Indirect monitoring of ultralow dose API content in continuous wet granulation and tableting by machine vision.

This paper presents new machine vision-based methods for indirect real-time quantification of ultralow drug content during continuous twin-screw wet granulation and tableting. Granulation was performed with a solution containing carvedilol (CAR) as API in the ultralow dose range (0.05w/w% in the granule) and the addition of riboflavin (RI) as a coloured tracer. An in-line calibration in the range of 0.047-0.058 w/w% was prepared for the measurement of CAR concentration using colour analysis (CA) and particle size analysis (PSA), and the validation with HPLC resulted in respective relative errors of 2.62% and 2.30% showing great accuracy. To improve the technique, a second in-line calibration was conducted in a broader CAR concentration range of 0.039-0.063 w/w% utilizing only half the amount of RI (0.045 w/w%), while doubling the output of the granulation line to 2 kg/h, producing a relative error of 4.51% and 4.29%, respectively. Finally, it was shown that the CA technique can also be carried on to monitor the CAR content of tablets in the 42-62 µg dose range with a relative error of 5.20%. Machine vision was proven to be a potent indirect method for the in-line, determination and monitoring of ultralow API content during continuous manufacturing.

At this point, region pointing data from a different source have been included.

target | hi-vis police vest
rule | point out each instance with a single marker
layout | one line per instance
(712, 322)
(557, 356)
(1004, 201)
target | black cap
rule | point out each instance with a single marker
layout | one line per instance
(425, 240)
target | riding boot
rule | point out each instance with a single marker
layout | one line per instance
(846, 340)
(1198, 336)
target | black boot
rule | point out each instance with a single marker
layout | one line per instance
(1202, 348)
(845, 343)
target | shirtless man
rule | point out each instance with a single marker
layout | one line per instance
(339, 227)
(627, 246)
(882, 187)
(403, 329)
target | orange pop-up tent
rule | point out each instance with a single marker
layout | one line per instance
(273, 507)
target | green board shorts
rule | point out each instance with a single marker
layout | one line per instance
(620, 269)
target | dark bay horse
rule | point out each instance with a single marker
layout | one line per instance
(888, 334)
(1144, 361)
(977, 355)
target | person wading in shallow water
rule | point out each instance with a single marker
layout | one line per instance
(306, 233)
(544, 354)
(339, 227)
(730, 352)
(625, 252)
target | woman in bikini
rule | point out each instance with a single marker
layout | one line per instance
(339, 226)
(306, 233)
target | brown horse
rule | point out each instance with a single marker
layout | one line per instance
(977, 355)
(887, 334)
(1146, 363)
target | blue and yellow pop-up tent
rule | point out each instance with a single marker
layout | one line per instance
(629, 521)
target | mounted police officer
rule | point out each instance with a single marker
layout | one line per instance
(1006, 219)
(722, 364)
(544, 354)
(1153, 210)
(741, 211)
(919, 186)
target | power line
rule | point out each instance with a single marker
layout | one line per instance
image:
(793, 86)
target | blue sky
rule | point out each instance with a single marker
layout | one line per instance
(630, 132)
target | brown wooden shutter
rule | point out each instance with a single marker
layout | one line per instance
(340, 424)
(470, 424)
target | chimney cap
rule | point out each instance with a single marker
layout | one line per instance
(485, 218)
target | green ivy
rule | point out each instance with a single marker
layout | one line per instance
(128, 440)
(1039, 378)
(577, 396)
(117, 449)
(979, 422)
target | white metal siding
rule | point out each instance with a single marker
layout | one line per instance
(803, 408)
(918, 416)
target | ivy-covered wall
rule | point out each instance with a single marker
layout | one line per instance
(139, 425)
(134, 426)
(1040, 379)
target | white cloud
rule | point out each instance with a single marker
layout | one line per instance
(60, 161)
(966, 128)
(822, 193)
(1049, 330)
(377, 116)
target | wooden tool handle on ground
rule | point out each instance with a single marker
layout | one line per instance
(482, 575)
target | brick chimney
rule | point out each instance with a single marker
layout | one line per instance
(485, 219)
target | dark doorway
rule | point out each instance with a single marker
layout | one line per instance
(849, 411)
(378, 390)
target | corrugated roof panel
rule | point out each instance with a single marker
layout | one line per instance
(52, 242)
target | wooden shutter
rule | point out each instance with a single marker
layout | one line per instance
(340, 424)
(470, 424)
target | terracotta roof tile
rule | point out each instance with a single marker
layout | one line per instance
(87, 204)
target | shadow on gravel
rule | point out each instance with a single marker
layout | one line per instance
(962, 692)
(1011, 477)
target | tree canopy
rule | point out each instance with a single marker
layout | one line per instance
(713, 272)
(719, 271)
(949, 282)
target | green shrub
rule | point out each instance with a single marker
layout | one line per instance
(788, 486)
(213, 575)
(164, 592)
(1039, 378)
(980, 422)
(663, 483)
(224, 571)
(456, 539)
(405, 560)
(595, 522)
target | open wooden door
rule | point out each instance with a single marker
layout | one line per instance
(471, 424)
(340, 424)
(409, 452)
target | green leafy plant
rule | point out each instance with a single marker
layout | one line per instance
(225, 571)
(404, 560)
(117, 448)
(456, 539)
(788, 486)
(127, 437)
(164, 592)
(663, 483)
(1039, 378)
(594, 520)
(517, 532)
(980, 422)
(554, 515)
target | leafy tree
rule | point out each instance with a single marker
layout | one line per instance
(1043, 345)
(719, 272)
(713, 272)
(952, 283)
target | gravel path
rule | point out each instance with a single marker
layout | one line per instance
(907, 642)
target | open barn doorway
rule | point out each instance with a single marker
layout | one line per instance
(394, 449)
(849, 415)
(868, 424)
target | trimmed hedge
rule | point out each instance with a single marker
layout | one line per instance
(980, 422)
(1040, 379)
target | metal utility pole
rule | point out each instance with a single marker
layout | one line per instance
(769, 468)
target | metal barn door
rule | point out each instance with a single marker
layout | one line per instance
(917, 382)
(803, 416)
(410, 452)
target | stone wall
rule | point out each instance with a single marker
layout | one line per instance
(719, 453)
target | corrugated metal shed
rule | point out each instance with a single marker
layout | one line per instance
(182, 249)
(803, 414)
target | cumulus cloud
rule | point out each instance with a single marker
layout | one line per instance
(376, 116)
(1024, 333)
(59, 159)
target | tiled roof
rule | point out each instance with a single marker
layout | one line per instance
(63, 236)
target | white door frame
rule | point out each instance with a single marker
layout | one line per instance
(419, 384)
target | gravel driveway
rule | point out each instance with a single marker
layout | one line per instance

Continuous blending monitored and feedback controlled by machine vision-based PAT tool.

In a continuous powder blending process machine vision is utilized as a Process Analytical Technology (PAT) tool. While near-infrared (NIR) and Raman spectroscopy are reliable methods in this field, measurements become challenging when concentrations below 2 w/w% are quantified. However, an active pharmaceutical ingredient (API) with an intense color might be quantified in even lower quantities by images recorded with a digital camera. Riboflavin (RI) was used as a model API with orange color, its Limit of Detection was found to be 0.015 w/w% and the Limit of Quantification was 0.046 w/w% using a calibration based on the pixel value of images. A calibration for in-line measurement of RI concentration was prepared in the range of 0.2-0.45 w/w%, validation with UV/VIS spectrometry showed great accuracy with a relative error of 2.53 %. The developed method was then utilized for a residence time distribution (RTD) measurement in order to characterize the dynamics of the blending process. Lastly, the technique was applied in real-time feedback control of a continuous powder blending process. Machine vision based direct or indirect API concentration determination is a promising and fast method with a great potential for monitoring and control of continuous pharmaceutical processes.